Last week, Italy’s version of Wikipedia cloaked itself in advance of wiretapping laws they say may force them to delete the site entirely.

If you’re like me, you immediately wondered whether Italians keep their “good” computers covered in clear plastic slipcovers and use the crappy old ones down in the basement instead.

Whenever I make fun of Italians on my blog, the reaction is uncharacteristically voluminous, if split 50/50. Half say, “OMG, did you grow up in my neighborhood?” and half say, “Your hatred of Italians is the one thing I don’t get about you.”

The answer is in the question. I grew up in Hamilton, Ontario, the Brooklyn of Canada. And familiarity breeds contempt like a puppy mill.

Hamilton wasn’t a melting pot so much as a giant vat of ribollita. It didn’t help that the city has been a Mafia hub since Prohibition. We mangiacakes whispered the names “Rocco Perri” and “Johnny Papalia” with terror and admiration.

“After I moved to Toronto about 25 years ago, I came to miss the little greaseballs.”

But nobody thought every Italian was mobbed up. We figured if they were, they’d have enough money that they wouldn’t have to grow their own grapes and tomatoes or eat pigeons they strangled on the back stoop.

A recent issue of Maclean’s explains the plastic slipcovers and other Italian immigrant quirks. (I’m surprised they waded into this “racist” topic. This same publication racked up a reported $2 million in legal fees after they pointed out that Muslim women have lots of babies, then had to apologize for noticing that, hey, Canadian universities sure have lots of Asians these days.)

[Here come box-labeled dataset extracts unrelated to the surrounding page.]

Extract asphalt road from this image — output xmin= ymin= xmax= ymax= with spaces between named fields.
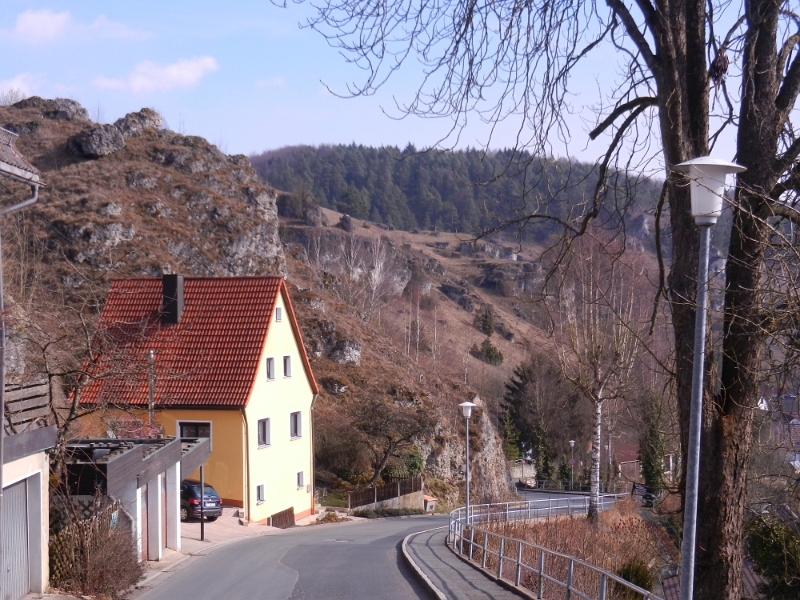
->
xmin=136 ymin=516 xmax=447 ymax=600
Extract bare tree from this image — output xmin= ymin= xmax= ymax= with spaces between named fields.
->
xmin=284 ymin=0 xmax=800 ymax=600
xmin=352 ymin=398 xmax=435 ymax=485
xmin=550 ymin=236 xmax=648 ymax=521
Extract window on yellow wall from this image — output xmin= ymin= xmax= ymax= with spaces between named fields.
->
xmin=289 ymin=411 xmax=303 ymax=439
xmin=258 ymin=419 xmax=270 ymax=448
xmin=256 ymin=483 xmax=264 ymax=504
xmin=283 ymin=356 xmax=292 ymax=377
xmin=178 ymin=421 xmax=211 ymax=444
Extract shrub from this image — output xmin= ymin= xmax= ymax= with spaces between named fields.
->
xmin=50 ymin=505 xmax=144 ymax=599
xmin=747 ymin=515 xmax=800 ymax=600
xmin=469 ymin=338 xmax=503 ymax=366
xmin=615 ymin=558 xmax=654 ymax=600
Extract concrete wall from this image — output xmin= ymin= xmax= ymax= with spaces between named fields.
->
xmin=350 ymin=491 xmax=425 ymax=513
xmin=3 ymin=452 xmax=50 ymax=593
xmin=245 ymin=294 xmax=314 ymax=522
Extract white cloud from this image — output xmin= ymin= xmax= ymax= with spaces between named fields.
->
xmin=95 ymin=56 xmax=219 ymax=92
xmin=0 ymin=73 xmax=37 ymax=96
xmin=12 ymin=8 xmax=72 ymax=44
xmin=5 ymin=8 xmax=150 ymax=44
xmin=87 ymin=15 xmax=150 ymax=40
xmin=257 ymin=77 xmax=286 ymax=87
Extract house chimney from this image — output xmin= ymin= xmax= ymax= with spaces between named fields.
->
xmin=161 ymin=274 xmax=183 ymax=324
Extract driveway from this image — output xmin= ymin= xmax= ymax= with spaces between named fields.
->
xmin=134 ymin=516 xmax=447 ymax=600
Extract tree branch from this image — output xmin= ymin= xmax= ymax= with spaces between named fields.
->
xmin=589 ymin=96 xmax=658 ymax=140
xmin=606 ymin=0 xmax=660 ymax=75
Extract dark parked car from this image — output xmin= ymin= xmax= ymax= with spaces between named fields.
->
xmin=181 ymin=479 xmax=222 ymax=521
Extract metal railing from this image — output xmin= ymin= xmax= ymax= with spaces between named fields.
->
xmin=347 ymin=475 xmax=422 ymax=509
xmin=520 ymin=479 xmax=631 ymax=494
xmin=448 ymin=495 xmax=661 ymax=600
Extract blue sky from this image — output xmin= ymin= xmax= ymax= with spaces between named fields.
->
xmin=0 ymin=0 xmax=648 ymax=160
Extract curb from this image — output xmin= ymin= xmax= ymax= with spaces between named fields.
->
xmin=444 ymin=532 xmax=537 ymax=600
xmin=402 ymin=525 xmax=447 ymax=600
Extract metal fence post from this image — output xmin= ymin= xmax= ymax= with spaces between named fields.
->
xmin=469 ymin=527 xmax=475 ymax=561
xmin=536 ymin=548 xmax=544 ymax=599
xmin=497 ymin=537 xmax=506 ymax=579
xmin=564 ymin=559 xmax=575 ymax=600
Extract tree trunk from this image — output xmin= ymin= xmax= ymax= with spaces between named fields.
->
xmin=588 ymin=400 xmax=603 ymax=523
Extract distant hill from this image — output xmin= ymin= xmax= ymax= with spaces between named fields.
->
xmin=250 ymin=144 xmax=661 ymax=247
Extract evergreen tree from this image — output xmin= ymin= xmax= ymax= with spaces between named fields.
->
xmin=639 ymin=398 xmax=665 ymax=491
xmin=503 ymin=412 xmax=521 ymax=460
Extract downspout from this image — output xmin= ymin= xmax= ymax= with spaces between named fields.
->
xmin=311 ymin=393 xmax=319 ymax=515
xmin=0 ymin=180 xmax=42 ymax=584
xmin=242 ymin=407 xmax=250 ymax=522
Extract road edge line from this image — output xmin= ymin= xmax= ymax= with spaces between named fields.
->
xmin=402 ymin=525 xmax=447 ymax=600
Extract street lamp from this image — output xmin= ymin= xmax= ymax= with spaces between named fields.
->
xmin=674 ymin=156 xmax=745 ymax=600
xmin=569 ymin=440 xmax=575 ymax=491
xmin=459 ymin=402 xmax=477 ymax=523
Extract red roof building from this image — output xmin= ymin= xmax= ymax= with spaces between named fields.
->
xmin=80 ymin=275 xmax=319 ymax=522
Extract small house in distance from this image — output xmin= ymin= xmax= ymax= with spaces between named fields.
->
xmin=81 ymin=275 xmax=318 ymax=523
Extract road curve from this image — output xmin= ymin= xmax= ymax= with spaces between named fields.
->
xmin=136 ymin=516 xmax=447 ymax=600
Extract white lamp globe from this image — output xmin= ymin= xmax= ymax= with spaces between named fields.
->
xmin=459 ymin=402 xmax=478 ymax=419
xmin=674 ymin=156 xmax=747 ymax=225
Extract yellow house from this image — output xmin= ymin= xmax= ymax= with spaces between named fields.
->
xmin=81 ymin=275 xmax=319 ymax=522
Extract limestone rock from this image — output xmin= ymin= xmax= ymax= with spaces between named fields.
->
xmin=338 ymin=215 xmax=355 ymax=233
xmin=114 ymin=108 xmax=164 ymax=137
xmin=13 ymin=96 xmax=90 ymax=121
xmin=303 ymin=204 xmax=328 ymax=227
xmin=330 ymin=340 xmax=361 ymax=365
xmin=67 ymin=125 xmax=125 ymax=158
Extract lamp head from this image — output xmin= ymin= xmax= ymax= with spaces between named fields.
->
xmin=459 ymin=402 xmax=478 ymax=419
xmin=673 ymin=156 xmax=747 ymax=225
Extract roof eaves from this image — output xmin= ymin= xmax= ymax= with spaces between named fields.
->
xmin=280 ymin=279 xmax=319 ymax=394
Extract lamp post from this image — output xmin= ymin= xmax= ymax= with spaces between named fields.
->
xmin=569 ymin=440 xmax=575 ymax=491
xmin=674 ymin=156 xmax=745 ymax=600
xmin=459 ymin=402 xmax=477 ymax=523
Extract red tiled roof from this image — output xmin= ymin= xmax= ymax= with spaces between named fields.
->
xmin=81 ymin=277 xmax=318 ymax=407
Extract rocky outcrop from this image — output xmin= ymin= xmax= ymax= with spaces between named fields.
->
xmin=114 ymin=108 xmax=164 ymax=137
xmin=67 ymin=125 xmax=125 ymax=158
xmin=303 ymin=318 xmax=361 ymax=365
xmin=0 ymin=98 xmax=286 ymax=284
xmin=418 ymin=396 xmax=516 ymax=505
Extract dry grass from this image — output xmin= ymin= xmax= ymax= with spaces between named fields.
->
xmin=465 ymin=501 xmax=675 ymax=600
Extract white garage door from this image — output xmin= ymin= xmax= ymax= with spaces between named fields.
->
xmin=0 ymin=479 xmax=30 ymax=600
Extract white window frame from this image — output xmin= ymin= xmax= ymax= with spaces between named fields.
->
xmin=256 ymin=417 xmax=272 ymax=448
xmin=175 ymin=419 xmax=214 ymax=450
xmin=289 ymin=410 xmax=303 ymax=440
xmin=283 ymin=354 xmax=292 ymax=379
xmin=256 ymin=483 xmax=267 ymax=504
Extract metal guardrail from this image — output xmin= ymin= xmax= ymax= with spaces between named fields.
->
xmin=448 ymin=494 xmax=662 ymax=600
xmin=520 ymin=479 xmax=631 ymax=494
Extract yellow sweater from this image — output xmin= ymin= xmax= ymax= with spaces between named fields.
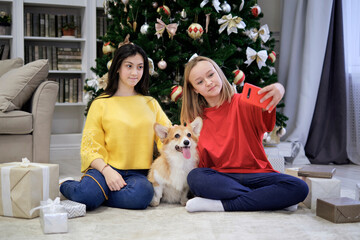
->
xmin=81 ymin=95 xmax=171 ymax=172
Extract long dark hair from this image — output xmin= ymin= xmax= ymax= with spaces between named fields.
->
xmin=104 ymin=44 xmax=150 ymax=97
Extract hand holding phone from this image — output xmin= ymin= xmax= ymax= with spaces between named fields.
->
xmin=241 ymin=83 xmax=274 ymax=111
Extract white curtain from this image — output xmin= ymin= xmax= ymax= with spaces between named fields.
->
xmin=343 ymin=0 xmax=360 ymax=164
xmin=278 ymin=0 xmax=333 ymax=164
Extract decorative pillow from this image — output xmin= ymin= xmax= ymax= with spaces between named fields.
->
xmin=0 ymin=59 xmax=49 ymax=112
xmin=0 ymin=58 xmax=24 ymax=77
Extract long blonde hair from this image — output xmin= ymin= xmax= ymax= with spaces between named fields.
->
xmin=180 ymin=56 xmax=234 ymax=124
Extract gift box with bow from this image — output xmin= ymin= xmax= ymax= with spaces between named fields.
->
xmin=0 ymin=158 xmax=59 ymax=218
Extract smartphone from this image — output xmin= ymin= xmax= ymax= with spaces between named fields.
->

It turns out many “Italian” traditions are most confusing of all to “real” Italians, who visit Canada to attend freakishly tasteless weddings and meet relatives who might as well be cargo cultists or Yaohnanen tribesmen.

Maclean’s explains:

The poor immigrants’ almost religious respect for material property, coupled with their burning desire to impress one another, led to the creation of a set of domestic traditions that have little to do with what happens in the motherland. In a race to keep up with the Joneses, Italian-Canadian families would order expensive furniture from Italy—often baroque pieces of thick fruitwood or mahogany emulating those found in Italy’s antique, aristocratic residences—but would refrain from using them.

For those of us who can’t escape once the wedding’s over, all that “Italian heritage” stuff takes its toll: the obscene Romulus and Remus statuaries; the “douchebag yellow” Camaros; the chocolate sandwiches; the brainless Liberal Party loyalty; the spooky black-clad widows with the posture of jumbo shrimp; and the earsplitting horn-honking and traitorous foreign-flag-waving during World Cups. Like the swallows of Capistrano with hair, Hamilton’s young males heralded spring’s arrival by taking to the streets shirtless on the first nice day of the year, dragging their Rottweilers and pit bulls along on ropes and chains and boasting to each other, “My dog’s half wolf, you know.”